Vidas. Divididas. Entre as que agora começam e as que já terminaram. As que adoecem e as que são dedicadas a tentar salvar. As que se encontram suspensas e as que continuam, quase inalteradas. As confinadas em casa por dever, as confinadas no local de trabalho para segurança dos outros, as que são feitas de idas e vindas, porque são precisas. As que ficaram subitamente isoladas, não havendo redes que cheguem, e as que ficaram de repente demasiado cheias, por não haver para onde ir. As que têm condições para ficar em casa, aquelas para quem a casa é um sítio difícil e as que nem sequer têm onde ficar. As que são feitas da imprescindível ação, e as que são feitas adiáveis, feitas de passividade necessária, ainda que antes fossem importantes. As que decidem sobre os outros e as que seguem as decisões. As que vêm o trabalho redobrar, apesar dos riscos, e as que ficaram sem trabalho, ou que não sabem por quanto tempo terão trabalho.  As que vêm os rendimentos mantidos e as que vêm os rendimentos desaparecidos. As que já precisavam de auxílio, as que apesar de tudo ainda encontram apoio e as que prosseguem apesar de ele faltar. Novas divisões, que se sobrepõem às que já existiam no mundo que havia antes,

Sou um privilegiado, no meio de todos estes fragmentos, vislumbrando outras vidas, sem as entender completamente, porque outras vidas são vidas de outros, e as palavras não abarcam tudo o que se sente. É difícil perceber para onde foi este mês que já passou, e talvez ainda mais um que irá passar. Tempo roubado, vivido a diferentes velocidades. Mais difícil, ainda, é antever o efeito que este estilhaçar terá para o futuro, próximo e no receio de uma recaída, e mais longínquo, no que significamos todos nós, os grupos, as fronteiras, o modo de vida.

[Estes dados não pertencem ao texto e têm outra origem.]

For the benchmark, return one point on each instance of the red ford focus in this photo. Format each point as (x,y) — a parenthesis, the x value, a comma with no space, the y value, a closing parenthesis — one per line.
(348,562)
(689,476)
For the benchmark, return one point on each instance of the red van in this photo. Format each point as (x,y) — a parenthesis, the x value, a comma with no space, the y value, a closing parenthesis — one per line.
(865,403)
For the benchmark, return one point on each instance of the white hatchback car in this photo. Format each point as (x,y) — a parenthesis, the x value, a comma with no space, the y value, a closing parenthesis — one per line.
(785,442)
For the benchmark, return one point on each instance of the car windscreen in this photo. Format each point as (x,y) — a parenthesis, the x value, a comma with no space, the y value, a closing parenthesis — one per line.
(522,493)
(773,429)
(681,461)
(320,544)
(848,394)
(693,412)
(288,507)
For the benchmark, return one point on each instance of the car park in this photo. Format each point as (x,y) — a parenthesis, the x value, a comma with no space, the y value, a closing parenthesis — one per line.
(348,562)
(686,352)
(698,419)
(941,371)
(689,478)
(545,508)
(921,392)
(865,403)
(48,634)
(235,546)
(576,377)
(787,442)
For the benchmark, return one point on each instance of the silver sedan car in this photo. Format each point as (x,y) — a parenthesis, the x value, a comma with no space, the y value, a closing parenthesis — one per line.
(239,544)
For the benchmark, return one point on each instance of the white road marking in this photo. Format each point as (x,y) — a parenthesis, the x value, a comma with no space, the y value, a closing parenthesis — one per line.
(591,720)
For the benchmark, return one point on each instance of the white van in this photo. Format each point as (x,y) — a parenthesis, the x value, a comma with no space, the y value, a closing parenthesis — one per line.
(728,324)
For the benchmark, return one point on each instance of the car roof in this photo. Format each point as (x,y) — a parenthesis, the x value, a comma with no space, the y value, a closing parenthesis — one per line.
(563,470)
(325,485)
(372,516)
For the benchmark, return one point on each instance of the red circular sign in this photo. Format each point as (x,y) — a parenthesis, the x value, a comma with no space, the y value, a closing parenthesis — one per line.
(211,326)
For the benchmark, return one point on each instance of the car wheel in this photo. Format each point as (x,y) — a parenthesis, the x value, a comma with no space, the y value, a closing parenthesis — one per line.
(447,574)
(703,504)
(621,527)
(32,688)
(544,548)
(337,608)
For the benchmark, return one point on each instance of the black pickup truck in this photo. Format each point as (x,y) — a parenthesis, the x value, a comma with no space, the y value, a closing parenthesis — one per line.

terça-feira, 14 de abril de 2020

Primeiro andamento, Rallentando: O mundo encolhera











O mundo encolhera. Não de repente, não de uma só vez, não com estrondo. Começou bem longe, a Oriente, extremo na geografia e no significado. Estremecendo e parando, contraindo-se, aproximando-se. Sabíamos que também aqui encolheria, mas isso não bastou para que estivéssemos preparados.

Os mundos e as coisas, de vez em quando, encolhem. Já vira isso há anos, na Instituição. Também ela se tinha contraído, de tal forma que as pessoas pareciam ser menos, os grandes planos reduzidos a tarefas desligadas, os assuntos mais rarefeitos, as rotinas esbatendo o tempo, os pontos de contacto corroídos. Encolhera a tal ponto que parecia ser mais pequena do que eu, e eu, sendo maior do que ela, já não cabia do lado de dentro, mas apenas do lado de fora.

Mas agora era diferente. Não me parecia estar do lado de fora do mundo, portanto devo ter encolhido com ele.

Os países deixaram de ser um contínuo, em que as fronteiras nem sempre tinham significado, para voltarem a ser fragmentos. As viagens cessaram, e ir lá fora deixou de ser possível, sendo também impossível ir para fora cá dentro. O mundo tornou-se país, o país tornou-se cidade, a cidade tornou-se bairro, o bairro tornou-se casa. A casa, para além de casa, tornou-se local de trabalho, restaurante, mercearia, cinema, palco, livraria, pousada, ginásio e salão de jogos. O terraço tornou-se observatório, serra e praia. A televisão e o computador assumiram-se como as janelas para o mundo, permitindo alternar entre realidade e ficção com um simples carregar de botão, ou um rápido deslizar sobre as teclas. Janelas seletivas, de ampliar, diminuir, distorcer. Ficção imitando a realidade. Realidade imitando a ficção. Mundo plano, sem tacto, sem cheiro, selecionado por outros, contado por outros.

Dizem que é uma guerra, mas não me parece, eu que não estive em nenhuma. De guerras, passadas e presentes, saberão outros. Daquelas guerras, que deixaram de ser notícia no mundo da televisão, e onde se morre porque alguém mata, ou porque tudo falta. Aqui, a dita linha da frente pode estar em cada um de nós. Aqui, de onde escrevo, continua a haver luz, água e gás, telefones e internet. Não há, por agora, racionamentos. Não há mobilizações gerais, como naquela guerra que há pouco fez cem anos, dita a Grande, e depois a Primeira, mas paralisações, suspensões, ou reduções. Aqui, o inimigo não saberá sequer que é inimigo.